Zinnia memang tidak berharap di ajak pulang, karena meskipun kakek, ibu, dan adiknya telah memaafkan dan kembali menerimanya dengan tangan terbuka, Zinnia tahu ia tak lantas akan kembali pada keluarganya. Dan tidak adanya kalimat lain selain terima kasih yang sang ayah ucapkan sudah cukup memberi penekanan bahwa dirinya tidak di terima di rumah besar yang dulu pernah menjadi huniannya bersama mereka. Sedih memang, tapi Zinnia cukup sadar diri.

Diizinkan menemani kakeknya di rumah sakit selama empat malam ini saja sudah patut Zinnia syukuri. Zinnia tidak akan menjadi tidak tahu diri meminta di ajak pulang juga.

Tidak apa.

Setidaknya setelah ini ia akan mendapatkan kunjungan atau pun berupa pesan dari ibu, kakek, atau adiknya. Mereka telah berjanji, dan Zinnia berharap itu bukan hanya sekadar janji kosong. Lebih tepatnya semoga sang ayah tidak mencegah mereka menemuinya. Ya, sebab kuasa di rumah besar masih dipegang ayahnya. Kakeknya sekalipun tidak akan mampu menentang jika seorang Arsenio Ferninand sudah mengeluarkan titah. Terlebih jika itu menyangkut penghuni rumah, di mana semua aturan di buat oleh Arsen. Dan dulu Zinnia menjadi salah satu penghuninya. Sayangnya Zinnia membuat kesalahan, hingga mau tak mau harus menerima hukuman atas kesalahannya yang mengecewakan.

Menghela napas pelan, Zinnia kemudian menundukkan kepala demi menatap sang putri.

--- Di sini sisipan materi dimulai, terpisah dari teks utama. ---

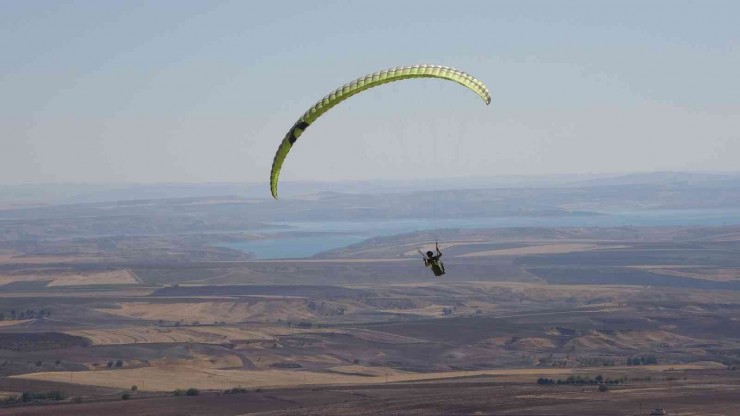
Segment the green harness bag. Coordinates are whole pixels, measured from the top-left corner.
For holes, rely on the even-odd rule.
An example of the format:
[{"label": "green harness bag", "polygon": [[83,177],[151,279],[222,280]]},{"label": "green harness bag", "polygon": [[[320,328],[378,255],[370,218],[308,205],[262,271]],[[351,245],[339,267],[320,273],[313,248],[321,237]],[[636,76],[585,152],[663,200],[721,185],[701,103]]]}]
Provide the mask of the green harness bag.
[{"label": "green harness bag", "polygon": [[428,264],[429,267],[432,268],[432,273],[434,273],[435,276],[439,277],[445,274],[442,262],[439,261],[439,259],[428,260]]}]

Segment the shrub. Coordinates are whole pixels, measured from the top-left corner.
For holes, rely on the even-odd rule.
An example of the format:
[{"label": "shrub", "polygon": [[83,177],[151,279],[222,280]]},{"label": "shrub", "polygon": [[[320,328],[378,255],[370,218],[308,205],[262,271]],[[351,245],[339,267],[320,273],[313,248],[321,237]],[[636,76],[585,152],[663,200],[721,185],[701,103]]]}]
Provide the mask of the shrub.
[{"label": "shrub", "polygon": [[246,392],[247,392],[247,389],[245,389],[244,387],[241,387],[241,386],[240,387],[234,387],[232,389],[226,389],[226,390],[224,390],[224,394],[237,394],[237,393],[243,394],[243,393],[246,393]]},{"label": "shrub", "polygon": [[537,379],[537,384],[555,384],[555,380],[551,378],[540,377]]},{"label": "shrub", "polygon": [[185,395],[185,390],[183,390],[183,389],[175,389],[175,391],[173,391],[172,394],[174,394],[175,396],[184,396]]},{"label": "shrub", "polygon": [[139,390],[139,386],[137,386],[136,384],[131,386],[131,391],[136,391],[136,390]]},{"label": "shrub", "polygon": [[69,394],[63,391],[50,391],[46,393],[46,398],[52,400],[67,400],[69,398]]},{"label": "shrub", "polygon": [[131,398],[131,393],[125,392],[121,395],[121,400],[128,400]]},{"label": "shrub", "polygon": [[606,387],[606,385],[604,384],[599,384],[599,391],[602,393],[605,391],[609,391],[609,387]]},{"label": "shrub", "polygon": [[32,392],[26,391],[21,395],[21,401],[24,403],[34,400],[66,400],[69,395],[63,391]]},{"label": "shrub", "polygon": [[196,389],[195,387],[189,388],[186,392],[186,396],[197,396],[200,394],[200,390]]},{"label": "shrub", "polygon": [[3,403],[3,404],[13,404],[13,403],[18,403],[20,401],[21,401],[21,396],[18,396],[18,395],[5,396],[4,398],[0,399],[0,403]]}]

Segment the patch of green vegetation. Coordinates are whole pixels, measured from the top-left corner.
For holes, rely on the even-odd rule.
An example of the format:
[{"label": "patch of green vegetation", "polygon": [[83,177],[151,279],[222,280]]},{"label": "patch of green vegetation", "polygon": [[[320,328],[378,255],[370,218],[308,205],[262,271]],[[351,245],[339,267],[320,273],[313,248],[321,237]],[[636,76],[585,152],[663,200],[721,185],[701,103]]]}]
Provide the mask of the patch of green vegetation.
[{"label": "patch of green vegetation", "polygon": [[601,374],[597,375],[596,377],[588,377],[588,376],[569,376],[565,380],[562,379],[551,379],[551,378],[545,378],[540,377],[537,379],[537,384],[577,384],[577,385],[583,385],[583,384],[623,384],[627,382],[626,377],[618,378],[618,379],[611,379],[611,378],[604,378]]}]

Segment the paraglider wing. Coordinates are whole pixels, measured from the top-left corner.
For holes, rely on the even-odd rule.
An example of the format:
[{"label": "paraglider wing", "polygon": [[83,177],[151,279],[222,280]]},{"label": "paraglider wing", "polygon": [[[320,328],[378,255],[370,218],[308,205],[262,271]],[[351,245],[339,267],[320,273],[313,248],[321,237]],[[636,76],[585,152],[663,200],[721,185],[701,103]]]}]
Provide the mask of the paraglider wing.
[{"label": "paraglider wing", "polygon": [[410,78],[441,78],[453,81],[471,89],[473,92],[478,94],[486,104],[490,104],[491,102],[491,94],[488,92],[488,88],[486,88],[481,81],[462,71],[446,66],[413,65],[396,67],[357,78],[356,80],[337,88],[334,92],[314,104],[313,107],[309,108],[308,111],[306,111],[303,116],[293,124],[293,127],[288,130],[288,134],[285,135],[282,143],[280,143],[280,147],[278,147],[277,153],[275,153],[275,159],[272,161],[272,170],[270,172],[270,191],[272,192],[272,196],[277,199],[277,183],[278,177],[280,176],[280,169],[283,167],[283,162],[285,161],[285,157],[288,156],[290,148],[293,147],[296,140],[301,137],[301,134],[303,134],[308,126],[316,121],[316,119],[321,117],[322,114],[329,111],[335,105],[355,94],[377,87],[378,85]]}]

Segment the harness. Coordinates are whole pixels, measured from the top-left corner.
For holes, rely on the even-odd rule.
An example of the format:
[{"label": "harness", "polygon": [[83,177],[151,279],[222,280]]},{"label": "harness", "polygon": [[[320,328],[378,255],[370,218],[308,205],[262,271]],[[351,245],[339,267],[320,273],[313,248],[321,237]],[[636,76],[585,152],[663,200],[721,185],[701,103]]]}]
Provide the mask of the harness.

Dengan senyum lembut yang sidikit dipaksakan, Zinnia mengusak sayang puncak kepala Ashlyn. “Sekarang kita pulang, ya?”

Sebuah anggukan menjadi jawaban yang diberikan gadis sembilan tahun itu, tangannya kemudian meraih uluran tangan ibunya, dan mereka berjalan bersama meninggalkan rumah sakit, mencari taksi yang akan mengantar mereka pulang ke rumah. Namun baru saja hendak menghentikan taksi yang kebetulan lewat, sebuah klakson lebih dulu mengejutkan Zinnia, dan Ashlyn yang mengenali mobil itu langsung berseru riang, melepaskan genggaman tangannya dari sang mama, lalu berlari ke arah mobil yang perlahan berhenti. Zinnia sampai berjengit kaget dengan gerakan terburu-buru putrinya itu.

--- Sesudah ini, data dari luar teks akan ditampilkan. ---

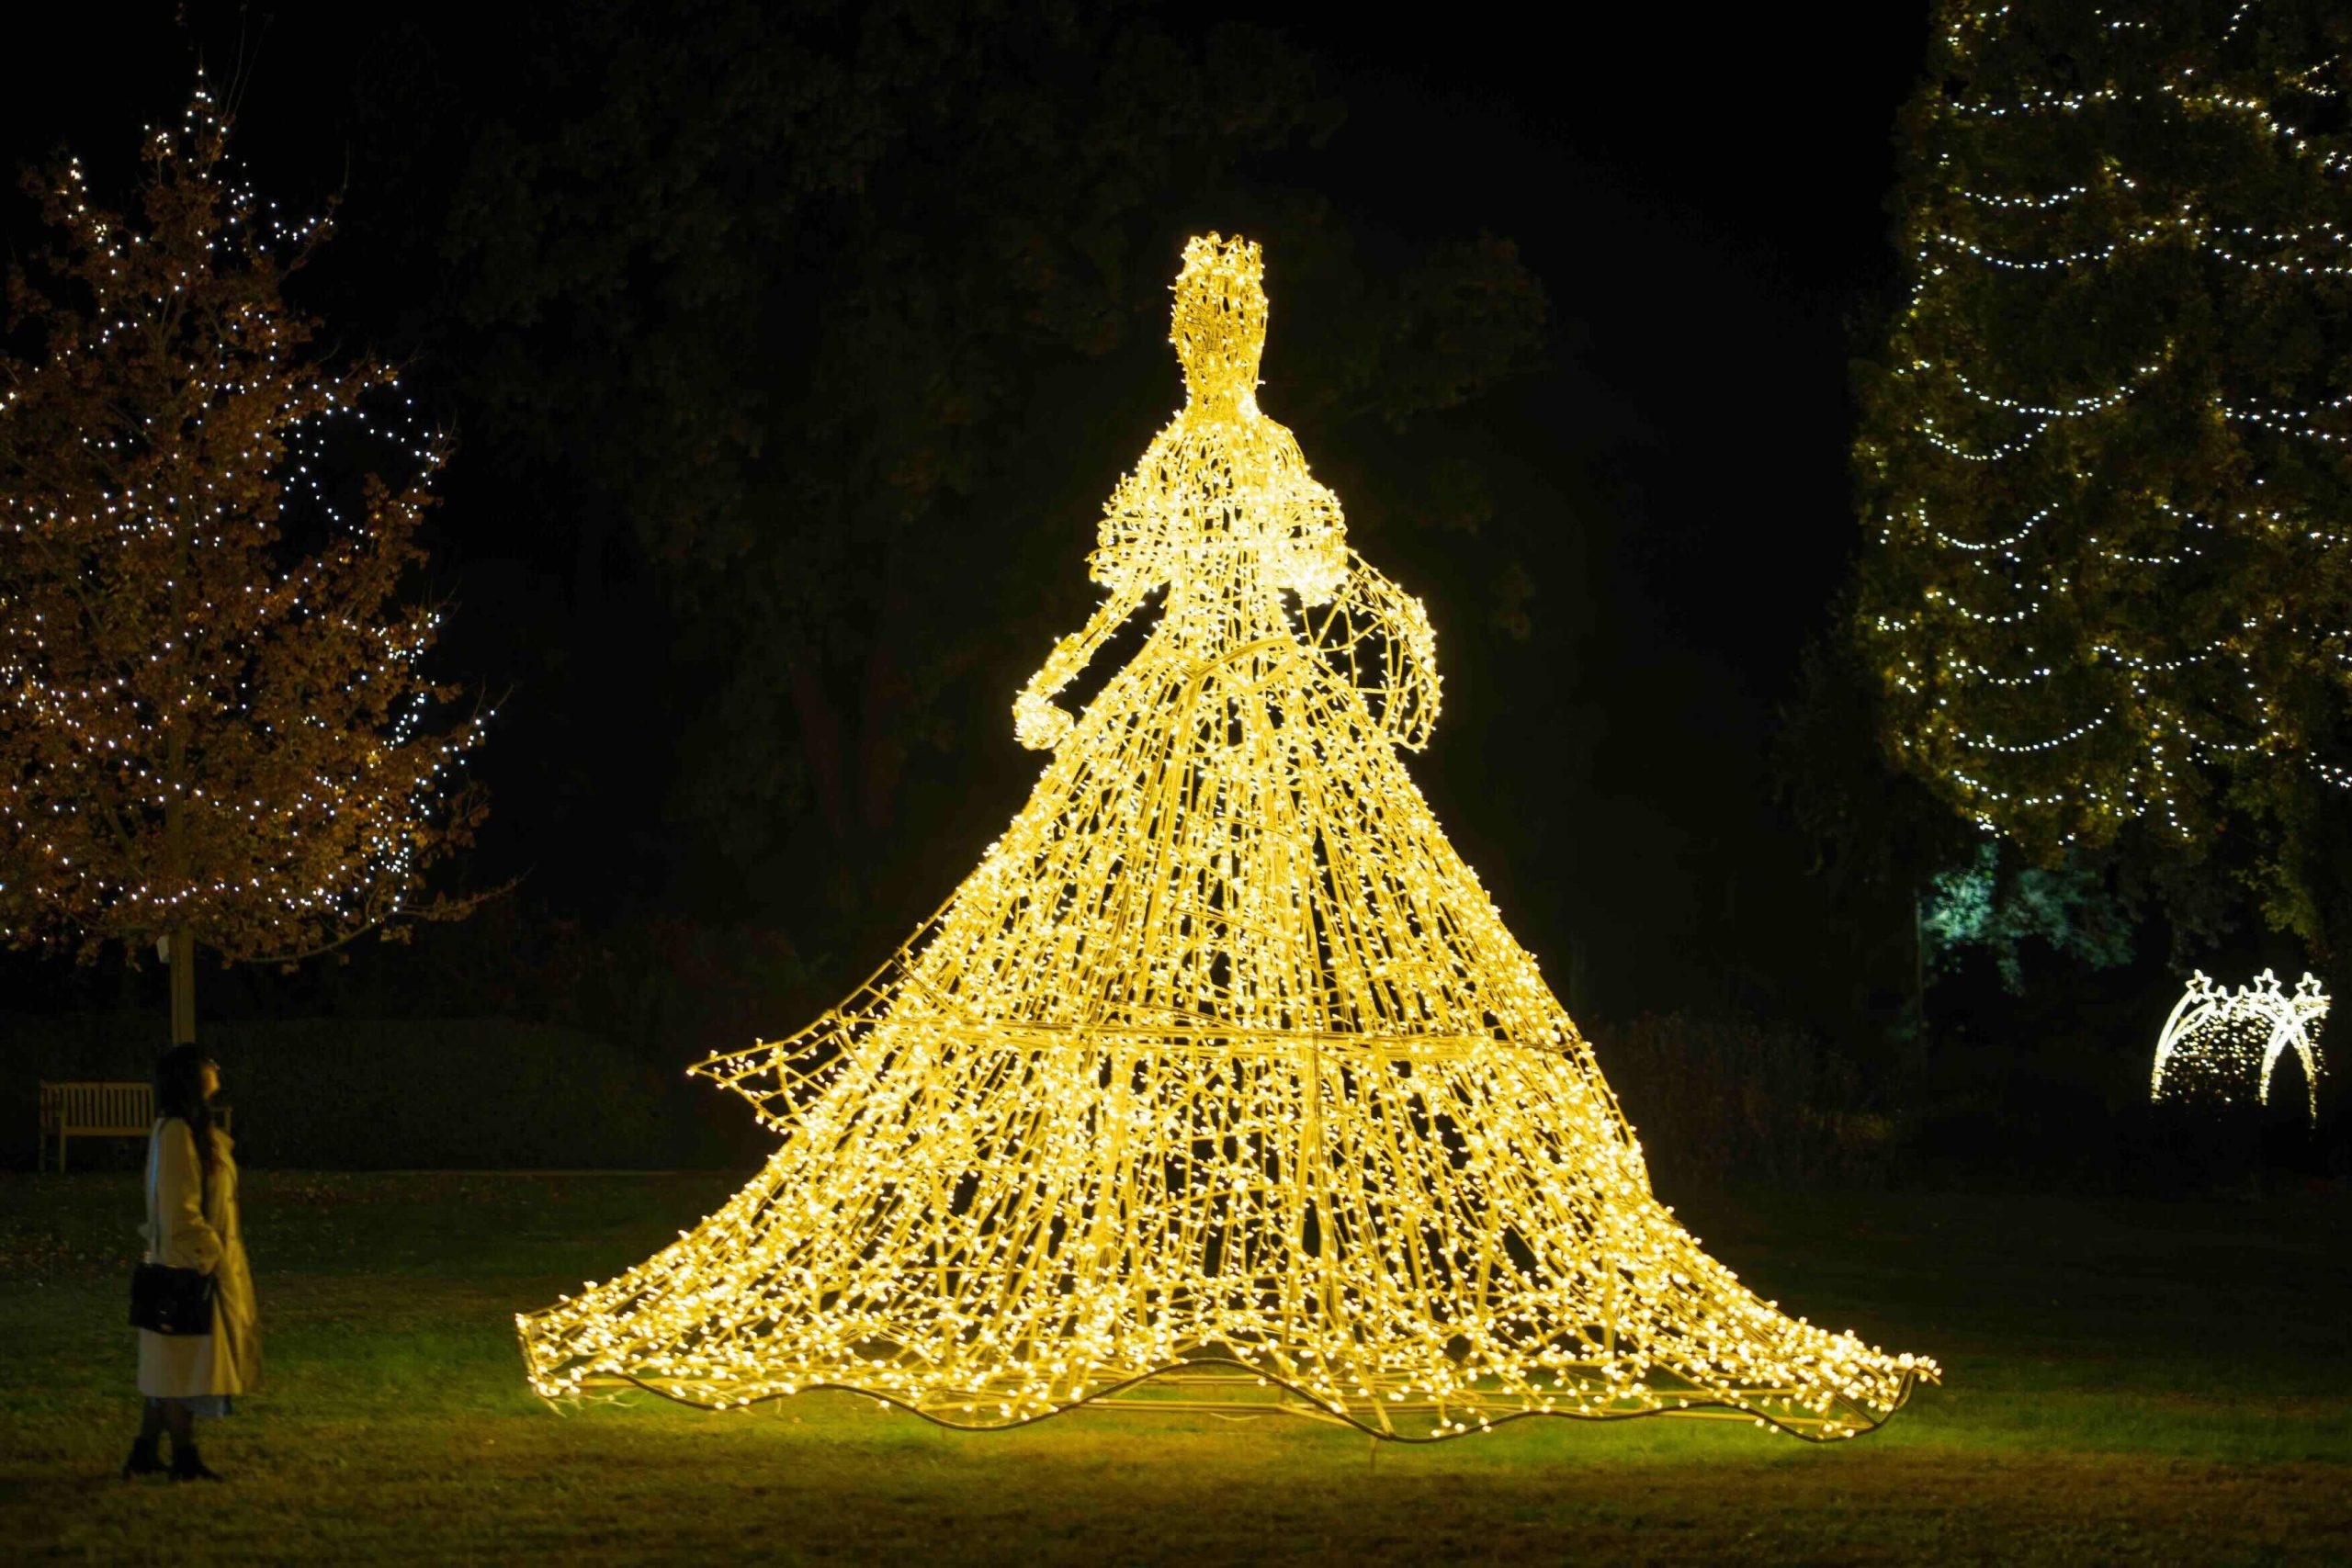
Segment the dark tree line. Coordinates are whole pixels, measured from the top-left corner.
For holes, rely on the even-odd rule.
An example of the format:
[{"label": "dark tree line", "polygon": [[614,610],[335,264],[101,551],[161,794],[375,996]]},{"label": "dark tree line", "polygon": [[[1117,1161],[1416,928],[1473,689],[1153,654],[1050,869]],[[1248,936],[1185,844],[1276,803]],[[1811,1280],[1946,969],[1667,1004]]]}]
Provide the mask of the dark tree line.
[{"label": "dark tree line", "polygon": [[[502,694],[472,879],[522,881],[242,1005],[664,1063],[825,1005],[1034,777],[1006,705],[1090,605],[1096,511],[1180,395],[1178,247],[1222,228],[1267,247],[1267,406],[1436,619],[1416,776],[1571,1007],[1795,1019],[1879,1077],[1919,1051],[1921,890],[1974,836],[1890,775],[1850,644],[1792,668],[1853,538],[1837,318],[1871,352],[1899,298],[1867,212],[1860,259],[1774,273],[1664,210],[1704,161],[1392,157],[1458,145],[1436,100],[1145,5],[347,26],[242,73],[229,13],[187,36],[267,187],[341,192],[306,305],[454,437],[425,576],[444,668]],[[1998,976],[1938,989],[1960,1019]],[[2113,1010],[2061,1023],[2112,1049]]]},{"label": "dark tree line", "polygon": [[[1543,287],[1507,238],[1317,194],[1346,110],[1277,34],[602,0],[552,34],[351,42],[339,147],[240,130],[273,186],[337,183],[307,299],[455,437],[428,576],[449,667],[505,692],[481,771],[513,807],[477,871],[522,877],[524,926],[614,953],[764,931],[849,966],[952,884],[1024,776],[1006,695],[1177,400],[1197,229],[1267,245],[1268,400],[1359,536],[1443,567],[1449,630],[1525,635],[1559,520],[1497,508],[1465,415],[1544,362]],[[273,68],[265,39],[232,113]],[[414,962],[469,970],[514,923]]]}]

“Tunggu Papa-nya berhenti bisa ‘kan?” tegur Zinnia sedikit tegas.

“Maaf Mama, aku gak sabar soalnya. Kangen banget sama Papa,” cengirnya, lalu melompat ke dalam gendongan ayahnya begitu Bian keluar dan memutari mobil bagian depan demi berada di hadapan Zinnia dan Ashlyn.

Bian yang melihat keantusiasan putrinya itu tertawa, lalu mencium kedua pipi putrinya dengan kedua tangan menahan tubuh Ashlyn yang sesungguhnya cukup berat. Tapi Bian tidak sedikit pun merasa keberatan. Toh ia masih mampu menahan berat tubuh putrinya. Bahkan kalau mau, Zinnia yang lebih berat dari Ashlyn pun masih sanggup Bian gendong. Hanya saja jangankan berinisitif meminta, Bian tawari saja Zinnia pasti segera mundur sambil menggelengkan kepala kuat-kuat.